Program manager Sheila McConnell says Baldwick was “delighted” by the visit from the Legion representatives, who said they would return to visit him.

The proud son of a Boer War and First World War veteran, Baldwick served in France, Belgium, Holland and Germany during the Second World War.

He had originally enrolled with the Canadian Armoured Corps but transferred to the Corps of Royal Canadian Engineers, whose primary responsibility was enabling the army to move.

Baldwick was an equipment operator and recalls how bulldozers were loaded onto barges for use following the Allied D-Day invasion.

He says he was working on a bridge in Holland when word arrived that a crew was being assembled to go to Japan. Volunteering to go, Baldwick quickly returned to Canada and was on leave in Barrie when the United States dropped the atomic bomb on the Japanese city of Hiroshima.

Three days later, Nagasaki was bombed. These acts, which killed tens of thousands, ended the war and Baldwick never went to Japan.
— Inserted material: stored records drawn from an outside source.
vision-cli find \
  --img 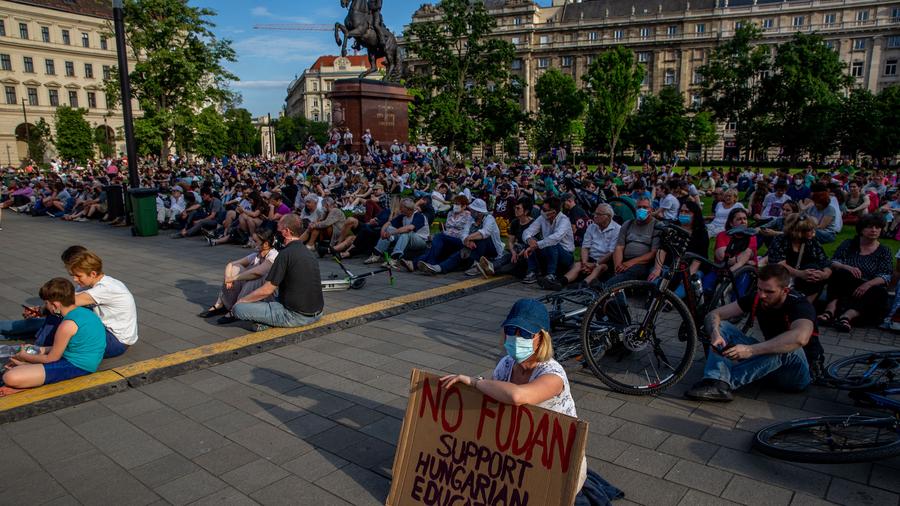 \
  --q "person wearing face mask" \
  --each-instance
[231,214,325,331]
[441,299,624,506]
[606,198,660,286]
[522,197,575,286]
[0,278,106,396]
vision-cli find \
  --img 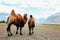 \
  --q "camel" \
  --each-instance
[28,15,35,35]
[7,10,27,36]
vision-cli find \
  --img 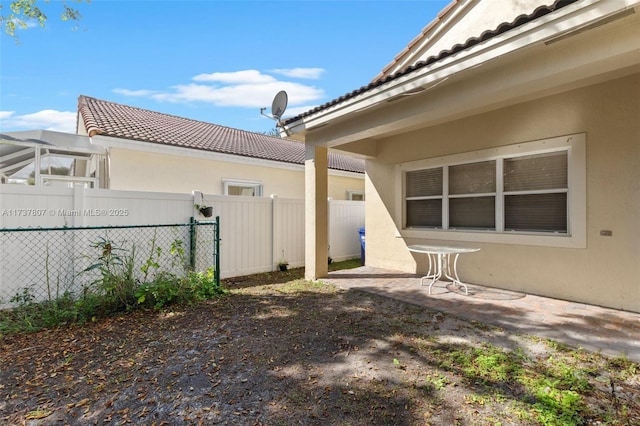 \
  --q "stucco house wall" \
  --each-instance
[366,73,640,311]
[109,148,364,200]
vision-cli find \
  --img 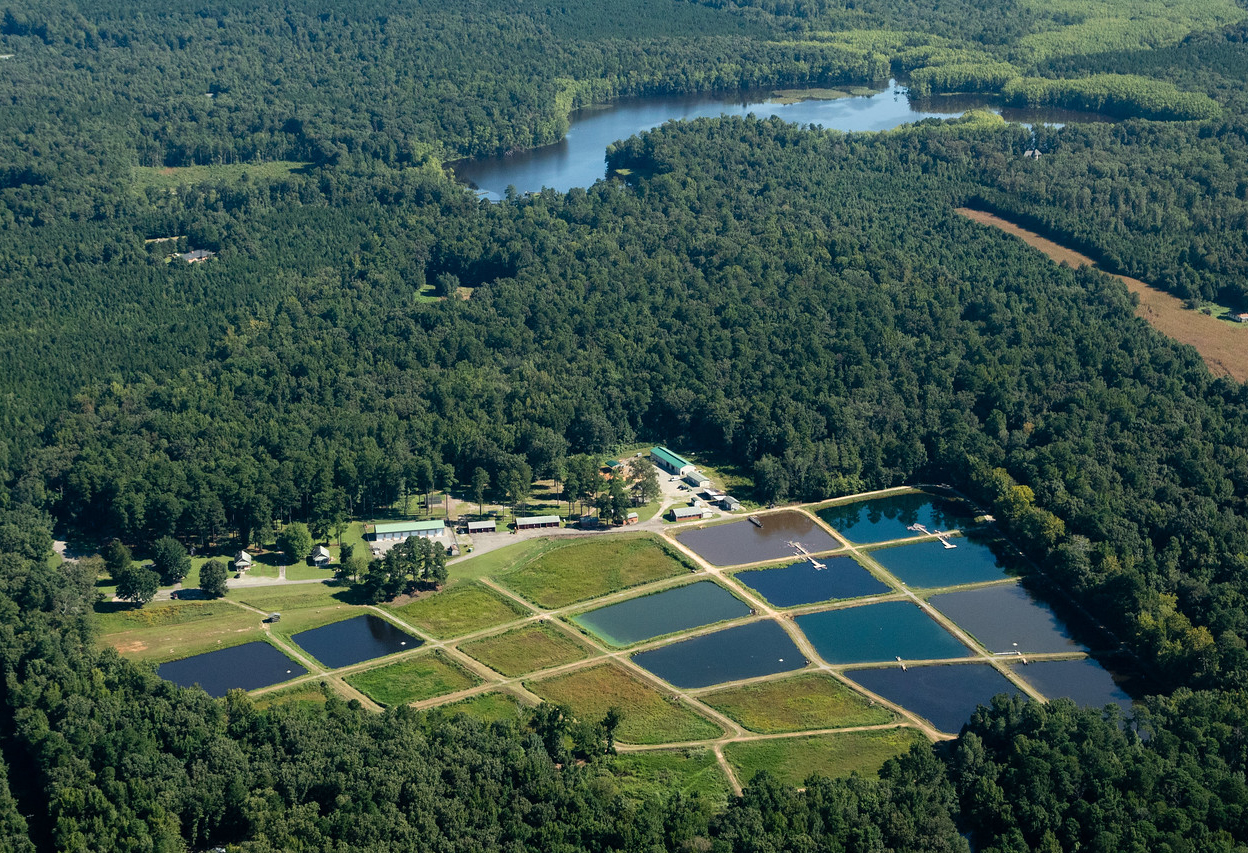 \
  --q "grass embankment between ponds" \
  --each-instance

He received a number of medals for his service.

In 1945, he joined the Legion branch in Midhurst, near Barrie. He served as the organization’s president for one year and recalls that they had a “pretty good poppy fund.” Baldwick says the branch helped people in the neighbourhood, including a young girl who had been burned.

The branch closed and Baldwick is now with the Barrie branch.

Asked what he enjoys most about the Legion, he replies with a laugh, “I guess the beer.”

McConnell notes there are a few veterans residing at Leisureworld Barrie. A few times a year, she says, they and some other residents enjoy lunch at the Legion.

Veterans also receive periodicals at the home.

“We really try to keep the veterans aware of what’s going on, and we always have our memorial service. We realize there’s not that many left so we certainly try to focus on them and what they’ve given,” McConnell says.